Re: plan_rows confusion with parallel queries

From: Robert Haas <robertmhaas(at)gmail(dot)com>
To: Tom Lane <tgl(at)sss(dot)pgh(dot)pa(dot)us>
Cc: Tomas Vondra <tomas(dot)vondra(at)2ndquadrant(dot)com>, "pgsql-hackers(at)postgresql(dot)org" <pgsql-hackers(at)postgresql(dot)org>
Subject: Re: plan_rows confusion with parallel queries
Date: 2017-01-11 18:24:38
Message-ID: CA+TgmoaDxZ5z5Kw_oCQoymNxNoVaTCXzPaODcOuao=CzK8dMZw@mail.gmail.com
Views: Raw Message | Whole Thread | Download mbox | Resend email
Thread:
Lists: pgsql-hackers

On Wed, Nov 2, 2016 at 10:54 PM, Tom Lane <tgl(at)sss(dot)pgh(dot)pa(dot)us> wrote:
>>>> I got confused by that a minute ago, so no you're not alone. The problem
>>>> is even worse in join cases. For example:
>>>> Gather (cost=34332.00..53265.35 rows=100 width=8)
>>>> Workers Planned: 2
>>>> -> Hash Join (cost=33332.00..52255.35 rows=100 width=8)
>>>> Hash Cond: ((pp.f1 = cc.f1) AND (pp.f2 = cc.f2))
>>>> -> Append (cost=0.00..8614.96 rows=417996 width=8)
>>>> -> Parallel Seq Scan on pp (cost=0.00..8591.67 rows=416667 width=8)
>>>> -> Parallel Seq Scan on pp1 (cost=0.00..23.29 rows=1329 width=8)
>>>> -> Hash (cost=14425.00..14425.00 rows=1000000 width=8)
>>>> -> Seq Scan on cc (cost=0.00..14425.00 rows=1000000 width=8)
>> Although - it is estimating 1M rows, but only "per worker" estimates are
>> shown, and because there are 2 workers planned it says 1M/2.4 which is
>> the 416k. I agree it's a bit unclear, but at least it's consistent with
>> how we treat loops (i.e. that the numbers are per loop).
>
> Well, it's not *that* consistent.
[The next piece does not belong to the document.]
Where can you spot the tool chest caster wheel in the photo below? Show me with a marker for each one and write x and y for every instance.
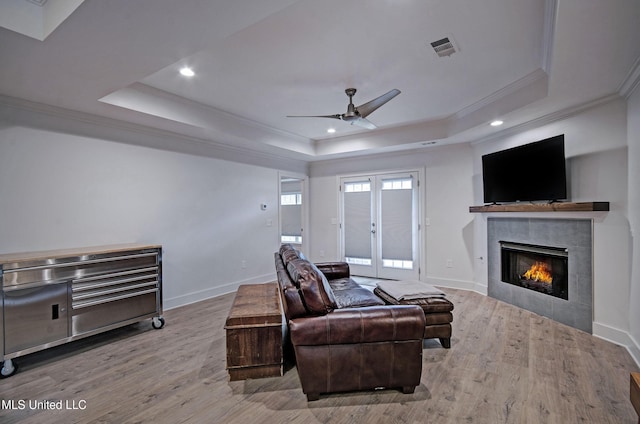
(9, 368)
If we were estimating all the numbers
> underneath the Gather as being per-worker numbers, that would make some
> amount of sense. But neither the other seqscan, nor the hash on it, nor
> the hashjoin's output count are scaled that way. It's very hard to call
> the above display anything but flat-out broken.

While investigating why Rushabh Lathia's Gather Merge patch sometimes
fails to pick a Gather Merge plan even when it really ought to do so,
I ran smack into this problem. I discovered that this is more than a
cosmetic issue. The costing itself is actually badly broken. In the
single-table case, when you have just ...

Gather
-> Parallel Seq Scan

...the Parallel Seq Scan node reflects a per-worker row estimate, and
the Gather node reflects a total row estimate. But in the join case,
as shown above, the Gather thinks that the total number of rows which
it will produce is equal to the number that will be produced by one
single worker, which is crap, and the cost of doing the join in
parallel is based on the per-worker rather than the total number,
which is crappier. The difference in cost between the Gather and the
underlying join in the above example is exactly 1010, namely 1000 for
parallel_setup_cost and 100 tuples at 0.1 per tuple, even though 100
is the number of tuples per-worker, not the total number. That's
really not good. I probably should have realized this when I looked
at this thread the first time, but I somehow got it into my head that
this was just a complaint about the imperfections of the display
(which is indeed imperfect) and failed to realize that the same report
was also pointing to an actual costing bug. I apologize for that.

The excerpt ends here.